NEODYMIUM AND OXYGEN ISOTOPIC CONSTRAINTS ON UPPER ORDOVICIAN PALEOCEANOGRAPHIC EVOLUTION ACROSS THE DUBUQUE/MAQUOKETA CONTACT IN NE IOWA AND SE MINNESOTA

Oxygen and neodymium isotope measurements of conodonts, phosphatic brachiopods, and authigenic phosphate show an 2-3 unit e_Nd increase but no consistent d¹⁸O_phos trends across the Dubuque/Maquoketa contact in NE Iowa and SE Minnesota. The lithologic transition between the limestone-rich Dubuque Formation, and the shalely Maquoketa Formation was sampled on a north-south transect at three locations in IA and MN. The contact between the two formations is a phosphatic hardground and interpretations from previous models have suggested that the phosphate was deposited during an upwelling of cool, nutrient rich, oxygen poor water. We tested this hypothesis using d¹⁸O_phos of species-specific conodont separates where possible (to minimize potential artifacts introduced by varying species abundances in mixed conodont assemblages). In addition, mixed separates, inarticulate brachiopods and authigenic phosphate were all sampled to increase the number of temperature estimates and to assess diagenetic overprinting. We tested for water mass changes through e_Nd measurements on the brachiopod Leptobolus.
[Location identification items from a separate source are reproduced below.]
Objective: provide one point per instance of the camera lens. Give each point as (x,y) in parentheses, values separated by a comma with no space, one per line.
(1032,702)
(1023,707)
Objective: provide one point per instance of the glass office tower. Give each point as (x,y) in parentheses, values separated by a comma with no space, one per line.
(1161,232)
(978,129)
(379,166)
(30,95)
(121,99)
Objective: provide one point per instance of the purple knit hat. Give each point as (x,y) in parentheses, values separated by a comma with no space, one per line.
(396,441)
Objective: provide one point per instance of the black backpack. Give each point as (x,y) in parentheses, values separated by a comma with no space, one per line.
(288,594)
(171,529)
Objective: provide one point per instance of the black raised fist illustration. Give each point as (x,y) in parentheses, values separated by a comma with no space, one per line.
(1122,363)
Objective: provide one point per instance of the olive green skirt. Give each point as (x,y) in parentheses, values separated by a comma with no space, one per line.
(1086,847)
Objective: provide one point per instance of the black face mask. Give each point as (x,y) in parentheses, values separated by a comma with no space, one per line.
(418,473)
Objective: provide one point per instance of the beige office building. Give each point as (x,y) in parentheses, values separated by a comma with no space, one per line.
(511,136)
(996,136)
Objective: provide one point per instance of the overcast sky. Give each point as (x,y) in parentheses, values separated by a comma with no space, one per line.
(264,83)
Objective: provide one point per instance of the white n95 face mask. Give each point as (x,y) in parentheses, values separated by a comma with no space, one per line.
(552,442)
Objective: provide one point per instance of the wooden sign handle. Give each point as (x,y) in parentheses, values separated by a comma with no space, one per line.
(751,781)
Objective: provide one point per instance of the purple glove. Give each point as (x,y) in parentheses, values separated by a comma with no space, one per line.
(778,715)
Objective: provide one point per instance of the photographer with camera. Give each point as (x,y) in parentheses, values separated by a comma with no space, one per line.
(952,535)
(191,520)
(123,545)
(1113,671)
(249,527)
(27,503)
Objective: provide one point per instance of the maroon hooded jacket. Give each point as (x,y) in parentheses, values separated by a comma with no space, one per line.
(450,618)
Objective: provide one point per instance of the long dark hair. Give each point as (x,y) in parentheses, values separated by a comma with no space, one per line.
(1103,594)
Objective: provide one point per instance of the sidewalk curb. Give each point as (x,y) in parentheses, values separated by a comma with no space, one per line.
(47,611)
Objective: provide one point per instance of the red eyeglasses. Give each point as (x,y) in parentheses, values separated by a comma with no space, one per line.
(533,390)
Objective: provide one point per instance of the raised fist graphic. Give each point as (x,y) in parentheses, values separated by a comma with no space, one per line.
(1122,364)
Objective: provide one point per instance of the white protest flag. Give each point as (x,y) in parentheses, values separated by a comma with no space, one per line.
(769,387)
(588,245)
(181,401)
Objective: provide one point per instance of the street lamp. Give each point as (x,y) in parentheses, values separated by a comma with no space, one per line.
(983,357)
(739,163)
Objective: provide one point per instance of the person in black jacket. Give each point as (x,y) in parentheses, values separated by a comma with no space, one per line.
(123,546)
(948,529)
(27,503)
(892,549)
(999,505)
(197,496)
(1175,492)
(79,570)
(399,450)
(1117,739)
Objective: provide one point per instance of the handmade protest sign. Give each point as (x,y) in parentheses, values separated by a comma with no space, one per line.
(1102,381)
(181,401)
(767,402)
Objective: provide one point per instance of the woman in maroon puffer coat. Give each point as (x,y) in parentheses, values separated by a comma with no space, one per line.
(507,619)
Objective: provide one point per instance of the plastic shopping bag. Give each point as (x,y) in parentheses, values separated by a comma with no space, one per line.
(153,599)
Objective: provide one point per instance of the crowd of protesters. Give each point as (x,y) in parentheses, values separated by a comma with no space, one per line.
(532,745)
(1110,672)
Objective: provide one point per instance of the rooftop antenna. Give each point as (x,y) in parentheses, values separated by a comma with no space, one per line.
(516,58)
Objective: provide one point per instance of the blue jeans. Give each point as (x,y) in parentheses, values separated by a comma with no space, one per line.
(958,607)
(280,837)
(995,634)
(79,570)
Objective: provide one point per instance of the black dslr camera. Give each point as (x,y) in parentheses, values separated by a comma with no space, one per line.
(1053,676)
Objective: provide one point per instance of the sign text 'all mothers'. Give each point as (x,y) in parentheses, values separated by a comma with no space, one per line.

No apparent temperature trends were observed through the interval in any of the d¹⁸O_phos results, but an offset of ~1‰ between the conodonts Drepanoistodus suberectus and Panderodus gracilis was present. In addition, e_Nd values from the Dubuque range from -12.8 to -11.4 and increase to -10.9 to -9.5 in the overlying Maquoketa. Our results are consistent with a paleoceanographic model influenced by sea level rise. The Dubuque and Maquoketa represent a transgressive-regressive subcycle with highstand occurring at the contact between the two formations. During the transgression, fresh-water runoff from the Taconic highlands could have driven a quasi-estuarine gyre that resulted in surface currents flowing basinward and out of the epeiric sea while cool ocean water flowed into the epeiric sea through the Sebree Trough. The incursion of ocean water and runoff from the Taconic highlands is reflected as increasing e_Nd. This interpretation and the apparent lack of temperature change suggests that the Dubuque/Maquoketa transition is best interpreted as a change in circulation patterns rather than a climatic event.